At the end of 1959 Tony intended to retire, and was already setting in train the purchase of a garage business. “Then I was swayed by the prospect of a rear-engined Vanwall, based on a restructured Lotus 18. I felt Colin Chapman knew how to design cars but didn’t know how to build them, but with Vandervell engineering and a reliable 270bhp in a light, well-handling chassis this might be a race-winning car, run just for me by a team in which I had total faith.
“By doing Formula 1 in the 1950s, I had the best time of it”
“It was fine in theory, but Tony Vandervell never got over the death of Stuart, and also he wasn’t very well. He’d lost his motivation, and by the time I realised the car wasn’t going to get done, all the good drives had gone. I regret to this day that I didn’t just retire then, but having made the mental decision I took what was left, which was the Yeoman Credit team of year-old Coopers. They were light years behind the 1960 car, and unreliable: I lost count of how many gearbox failures I had.
“To have that as my last season would have been very disappointing, so when BRM came up with an offer for 1961, even though Formula 1 had been reduced to 1500cc, I took it. The new BRM looked right, it had a V8 engine, and when I saw it my sixth sense said, This is going to be a winner. It was, but unfortunately not until 1962, and it spent the 1961 season using the four-cylinder Climax engine. Graham Hill had already been at BRM for a year when I arrived, and he had the sort of influence over the team that Schumacher had at Ferrari.” It was a generally miserable season for Tony — the unhappy politics are set out in graphic detail in Poetry in Motion — and the team’s best result all year was his third place in the US GP, coupled with fastest lap in the British. That podium at Watkins Glen marked Tony’s final race, and after that he devoted himself to his family, and to his garage.

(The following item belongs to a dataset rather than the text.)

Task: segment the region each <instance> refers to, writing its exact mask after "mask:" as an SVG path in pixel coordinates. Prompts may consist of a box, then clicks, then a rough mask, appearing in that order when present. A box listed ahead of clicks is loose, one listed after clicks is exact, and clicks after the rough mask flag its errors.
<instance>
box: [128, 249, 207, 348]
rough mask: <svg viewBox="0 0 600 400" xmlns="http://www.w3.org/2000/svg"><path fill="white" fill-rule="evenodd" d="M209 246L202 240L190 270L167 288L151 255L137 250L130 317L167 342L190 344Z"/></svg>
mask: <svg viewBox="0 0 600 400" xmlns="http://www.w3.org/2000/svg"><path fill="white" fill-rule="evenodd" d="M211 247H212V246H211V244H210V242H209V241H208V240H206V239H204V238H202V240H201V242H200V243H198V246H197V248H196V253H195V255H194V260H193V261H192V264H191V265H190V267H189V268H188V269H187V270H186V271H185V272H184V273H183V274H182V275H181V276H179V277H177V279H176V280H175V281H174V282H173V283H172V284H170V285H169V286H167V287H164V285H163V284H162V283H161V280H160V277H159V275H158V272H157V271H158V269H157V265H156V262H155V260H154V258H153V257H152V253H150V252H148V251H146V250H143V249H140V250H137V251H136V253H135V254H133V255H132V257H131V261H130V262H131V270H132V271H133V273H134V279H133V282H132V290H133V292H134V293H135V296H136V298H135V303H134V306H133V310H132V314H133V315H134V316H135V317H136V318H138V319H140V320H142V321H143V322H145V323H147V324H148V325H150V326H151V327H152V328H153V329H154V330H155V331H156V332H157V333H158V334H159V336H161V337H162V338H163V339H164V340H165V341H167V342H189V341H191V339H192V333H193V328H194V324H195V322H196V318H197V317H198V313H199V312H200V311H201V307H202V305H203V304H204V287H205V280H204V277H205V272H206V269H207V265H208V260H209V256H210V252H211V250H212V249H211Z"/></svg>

“I had no experience of running a business, but by the time I sold it in 1993 it was a Ford main dealership employing over 100 people. I never made mention of my irresponsible youth to my children, at home I didn’t display any of the cups I’d won, so fortunately none of them showed any sign of wanting to go racing. If they had I wouldn’t have tried to stop them, just helped them to avoid the obvious mistakes.
“Goodwood put on a tribute for me at the Revival in 2008, which was very nice of them, and it was good to see most of the cars I’d ever raced lined up, from the Healey Silverstone onwards. I’ve never been in the least tempted to try historic racing: when I see the cars turn out, often in better condition than when we raced them, with better tyres and very high mechanical standards, I say good luck to them.
“As for Formula 1 today, it’s a sporting spectacular, but it’s no longer a sport. When you’ve got an awful lot of money flowing in and out, the sporting principles tend to get pushed aside. You’ll not be surprised when I tell you that I think, by doing Formula 1 in the 1950s, I had the best time of it. And I’m fortunate enough to have survived, and to be here to tell you my tale.”